Minnesota Twins Photo Day
Can you rock that casual sexy pose? Not me. If I tried, Mrs. James would laugh me out of the building.
Photo by Mike Stobe/Getty Images

After complete mound meltdowns by recent signee Matt Belisle and offseason acquistion Jake Odorizzi, the Minnesota Twins very sensibly told rookie Fernando Romero to go eff himself, as this will solve all the team’s problems.

Said Romero, “I completely get this and understand. I deserve it; I’ve only been quite competent at an MLB level, I need to be demoted. I’m such a loser and a jerk.” (Note: Fernando Romero did not actually say this.)

Twins executives Thad Levine and Derek Falvey released a joint statement, to wit: “we had to do something. All you asshats on TwinkieTown were calling for Gardy & Ryan’s heads, we stepped in, but we’re actually at our best in drafting prospects, OK? It’s gonna take a few years.
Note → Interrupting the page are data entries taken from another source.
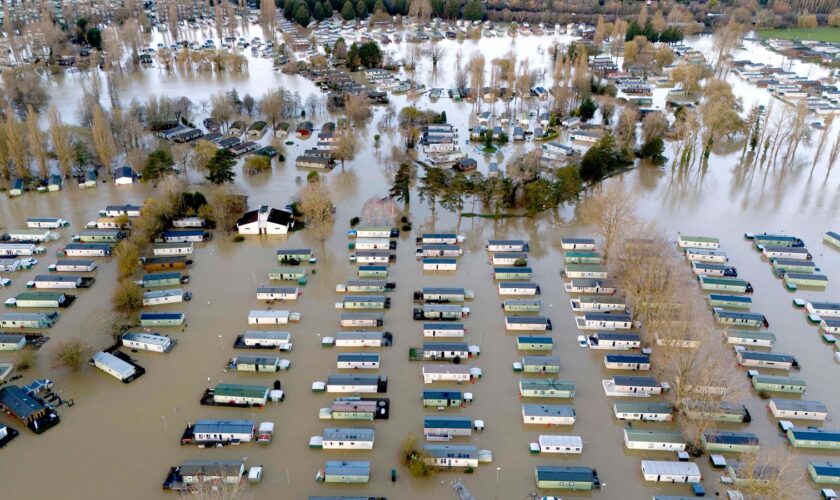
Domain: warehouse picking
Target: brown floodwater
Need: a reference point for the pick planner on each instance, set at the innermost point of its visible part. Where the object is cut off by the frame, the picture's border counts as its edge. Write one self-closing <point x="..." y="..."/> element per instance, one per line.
<point x="121" y="439"/>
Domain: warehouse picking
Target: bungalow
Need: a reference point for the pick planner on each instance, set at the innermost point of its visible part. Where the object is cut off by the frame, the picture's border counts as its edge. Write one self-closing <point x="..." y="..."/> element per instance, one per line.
<point x="646" y="412"/>
<point x="448" y="373"/>
<point x="265" y="220"/>
<point x="357" y="361"/>
<point x="738" y="442"/>
<point x="559" y="443"/>
<point x="444" y="428"/>
<point x="668" y="471"/>
<point x="343" y="471"/>
<point x="796" y="409"/>
<point x="548" y="414"/>
<point x="449" y="455"/>
<point x="153" y="342"/>
<point x="173" y="319"/>
<point x="347" y="438"/>
<point x="124" y="175"/>
<point x="566" y="478"/>
<point x="653" y="440"/>
<point x="361" y="384"/>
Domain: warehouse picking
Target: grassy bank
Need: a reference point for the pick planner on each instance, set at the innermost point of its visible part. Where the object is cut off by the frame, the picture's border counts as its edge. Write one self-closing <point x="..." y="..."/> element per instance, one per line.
<point x="816" y="34"/>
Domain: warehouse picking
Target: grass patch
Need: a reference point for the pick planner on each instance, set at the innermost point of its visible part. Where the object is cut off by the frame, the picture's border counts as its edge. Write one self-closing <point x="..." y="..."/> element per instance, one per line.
<point x="823" y="34"/>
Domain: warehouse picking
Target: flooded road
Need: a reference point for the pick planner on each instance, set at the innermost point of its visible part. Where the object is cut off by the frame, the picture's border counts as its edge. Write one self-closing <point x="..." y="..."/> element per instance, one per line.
<point x="122" y="439"/>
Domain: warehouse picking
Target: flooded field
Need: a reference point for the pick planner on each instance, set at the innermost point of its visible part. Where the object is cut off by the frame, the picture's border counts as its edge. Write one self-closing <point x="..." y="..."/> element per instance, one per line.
<point x="122" y="439"/>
If you want blood and want blood now, fine, take Romero, he’s got options.” (Note: the Falvine did not actually say this.)

As of publication date, the Twins have not announced who will replace Romero in their starting rotation. Inside Twins sources claim that Phil Hughes, Trevor May, and Carl Pavano have responded with “shit no, I want all my body portions.” (Note: inside Twins sources did not actually say this. It’s possible that they are connected to organ-smuggling rings; this is unconfirmed.)